Deputy Program Director Sarah Johnson works for the Carter Center, which has been working for years in southern Sudan.
“There are many priorities: The basics of making sure that it’s a stable, peaceful state and focusing on the basic building blocks of education and health services and expanding the basic government services out into the regions,” Johnson said.
Another priority is money to build infrastructure, such as roads, and agriculture to boost business and jobs.
More than 150,000 southern Sudanese have returned home from the north in the past 10 weeks. Many have been gone for generations.
World Food Program Spokesman Peter Smerdon says they need food assistance as they journey home as well as support for months after they arrive.
“Hopefully they have relatives there. They know people,” said Smerdon. “And that will help them settle down, find perhaps where their family exactly came from and start to build a new life or at least try and resume the life they left.”
He says returnees are to receive help when they plant before the rains begin in March. The World Food Program has stocks to feed up to one-half-million people for six months if necessary.

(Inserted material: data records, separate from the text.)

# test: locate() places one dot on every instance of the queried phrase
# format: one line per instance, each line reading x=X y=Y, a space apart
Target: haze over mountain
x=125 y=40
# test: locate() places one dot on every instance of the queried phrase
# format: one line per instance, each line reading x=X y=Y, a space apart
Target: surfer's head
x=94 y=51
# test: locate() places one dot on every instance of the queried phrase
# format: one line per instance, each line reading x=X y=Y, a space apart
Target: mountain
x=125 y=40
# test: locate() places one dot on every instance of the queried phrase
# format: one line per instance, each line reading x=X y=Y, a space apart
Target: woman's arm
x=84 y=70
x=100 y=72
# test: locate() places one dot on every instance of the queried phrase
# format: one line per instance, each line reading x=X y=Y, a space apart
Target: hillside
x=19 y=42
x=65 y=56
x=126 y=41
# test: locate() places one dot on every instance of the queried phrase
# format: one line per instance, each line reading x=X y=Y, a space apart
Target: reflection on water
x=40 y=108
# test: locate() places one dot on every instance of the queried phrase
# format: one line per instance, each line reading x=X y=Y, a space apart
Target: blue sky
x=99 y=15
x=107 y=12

A major headache is what to do with soldiers who have spent most of their lives fighting. Under the peace agreement, the north and the south agreed to demobilize 90,000 soldiers on each side.
The head of Southern Sudan’s Disarmament, Demobilization and Reintegration Commission, William Deng Deng, says only 12,000 have been disarmed so far, and it is proving to be a difficult task.
“It is not just turning in arms and that is it,” Deng said. “Because the soldiers you do not just get their weapons from them and you throw them out. Otherwise they can become a community security problem because the only thing they know is how to use their arms.”
He says most soldiers are uneducated and must be taught skills in order to survive as civilians.
The south Sudanese government also must address a lack of security, particularly in the areas along the northern border where clashes continue between security forces and rebel militias.
Finally, U.N. chief Gressly says the authorities eventually will have to address the rising expectations of a people who have suffered for many years.
“The government will have to be very honest about what they (it) can and cannot do,” Gressly added. “They will have to also demonstrate visibly that they are dealing with internal issues of mismanagement, corruption, etc. They need to be able to show that they are tackling those problems so that people believe that if they are not getting something today in terms of services that they will in the near future.”
Civic activist Ambrose Thiik says despite the obstacles he sees reasons for optimism.
“I know we are starting from zero,” Thiik said. “But I think southern Sudan will be able to catch up because we have natural resources in abundance, which if they are properly managed we can bridge the gap. We have very enthusiastic and committed leadership and population.”
Many are hoping that southern Sudanese who have been living abroad will return, bringing skills and investment capital to boost jobs and the economy.